Towards Classical Software Verification using Quantum Computers

TL;DR

The paper investigates accelerating formal verification of classical software using quantum computers by converting verification tasks into SAT, then into a QUBO, and solving with varied quantum approaches. It presents an end-to-end pipeline, including a SAT-to-QUBO mapping with a guaranteed gap, and a comparative study of VQA, Grover, and QSVT-based solvers, tested on real hardware and simulators. Hardware results show that while VQA/QAOA and RAO can be promising, hardware noise and encoding challenges currently limit practical gains, with Grover and QSVT facing even stiffer limitations. The work demonstrates feasibility and provides a roadmap for future improvements in encodings, error correction, and hardware-aware implementations to enable quantum-accelerated software verification. The approach offers a principled path to potentially faster verification of software properties, contingent on advances in quantum hardware and encoding techniques.

Abstract

We explore the possibility of accelerating the formal verification of classical programs with a quantum computer. A common source of security flaws stems from the existence of common programming errors like use after free, null-pointer dereference, or division by zero. To aid in the discovery of such errors, we try to verify that no such flaws exist. In our approach, for some code snippet and undesired behaviour, a SAT instance is generated, which is satisfiable precisely if the behavior is present in the code. It is in turn converted to an optimization problem, that is solved on a quantum computer. This approach holds the potential of an asymptotically polynomial speedup. Minimal examples of common errors, like out-of-bounds and overflows, but also synthetic instances with special properties, specific number of solutions, or structure, are tested with different solvers and tried on a quantum device.

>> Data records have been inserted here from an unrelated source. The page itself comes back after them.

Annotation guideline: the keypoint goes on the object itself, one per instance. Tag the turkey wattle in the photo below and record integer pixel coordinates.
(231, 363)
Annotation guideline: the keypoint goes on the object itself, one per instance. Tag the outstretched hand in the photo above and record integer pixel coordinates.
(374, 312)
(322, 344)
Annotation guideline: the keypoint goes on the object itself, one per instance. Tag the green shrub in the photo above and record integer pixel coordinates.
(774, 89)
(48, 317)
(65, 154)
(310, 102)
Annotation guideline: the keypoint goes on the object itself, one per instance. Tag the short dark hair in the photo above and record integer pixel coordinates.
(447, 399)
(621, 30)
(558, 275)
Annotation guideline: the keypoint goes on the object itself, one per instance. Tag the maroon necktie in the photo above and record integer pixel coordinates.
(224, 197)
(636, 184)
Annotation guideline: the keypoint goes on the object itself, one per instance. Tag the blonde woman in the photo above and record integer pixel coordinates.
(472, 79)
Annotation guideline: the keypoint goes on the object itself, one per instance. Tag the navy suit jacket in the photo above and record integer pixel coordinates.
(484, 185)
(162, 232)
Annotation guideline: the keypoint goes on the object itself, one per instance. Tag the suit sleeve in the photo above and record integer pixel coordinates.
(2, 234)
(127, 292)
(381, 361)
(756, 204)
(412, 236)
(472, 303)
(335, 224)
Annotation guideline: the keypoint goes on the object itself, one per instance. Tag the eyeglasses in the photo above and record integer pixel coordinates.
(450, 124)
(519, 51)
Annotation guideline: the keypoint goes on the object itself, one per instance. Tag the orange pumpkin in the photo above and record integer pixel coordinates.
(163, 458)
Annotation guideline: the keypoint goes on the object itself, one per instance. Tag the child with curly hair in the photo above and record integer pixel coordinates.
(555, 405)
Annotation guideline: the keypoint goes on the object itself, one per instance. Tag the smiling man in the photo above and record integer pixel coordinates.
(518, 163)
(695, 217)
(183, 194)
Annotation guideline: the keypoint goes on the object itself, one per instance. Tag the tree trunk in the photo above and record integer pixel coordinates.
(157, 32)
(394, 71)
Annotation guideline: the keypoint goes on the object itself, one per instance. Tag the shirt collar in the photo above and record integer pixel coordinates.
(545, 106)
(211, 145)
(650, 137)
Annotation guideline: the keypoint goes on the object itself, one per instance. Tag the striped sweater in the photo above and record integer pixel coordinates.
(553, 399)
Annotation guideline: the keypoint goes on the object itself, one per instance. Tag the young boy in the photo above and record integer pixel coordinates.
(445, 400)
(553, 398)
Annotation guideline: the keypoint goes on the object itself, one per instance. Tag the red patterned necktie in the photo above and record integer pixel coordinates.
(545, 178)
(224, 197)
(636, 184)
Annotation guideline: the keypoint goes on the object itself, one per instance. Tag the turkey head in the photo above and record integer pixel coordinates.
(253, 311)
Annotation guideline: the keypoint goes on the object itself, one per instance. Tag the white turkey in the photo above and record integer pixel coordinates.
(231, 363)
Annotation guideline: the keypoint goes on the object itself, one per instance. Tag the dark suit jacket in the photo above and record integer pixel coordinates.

We use the near-standard Quantum Approximation Optimisation Algorithm, an application of the Grover algorithm, and the Quantum Singular Value Transformation to find the optimal solution, and with it a satisfying assignment.

Figures (4)

• Figure 1: Convergence of QAOA and VQE for different solver and ansatz.
• Figure 2: Convergence of RAO for different solver and ansatz.
• Figure 3: The used filters $F_{d,\delta}$ with different degree at $\delta=\frac{1}{10}$.
• Figure 4: Heatmap of the quality of the approximation for the gap $\delta$ given by the y-axis with degree $d$ given by the x-axis, according to the explained measure $\mu_{F_{d,\delta}}(\delta)$.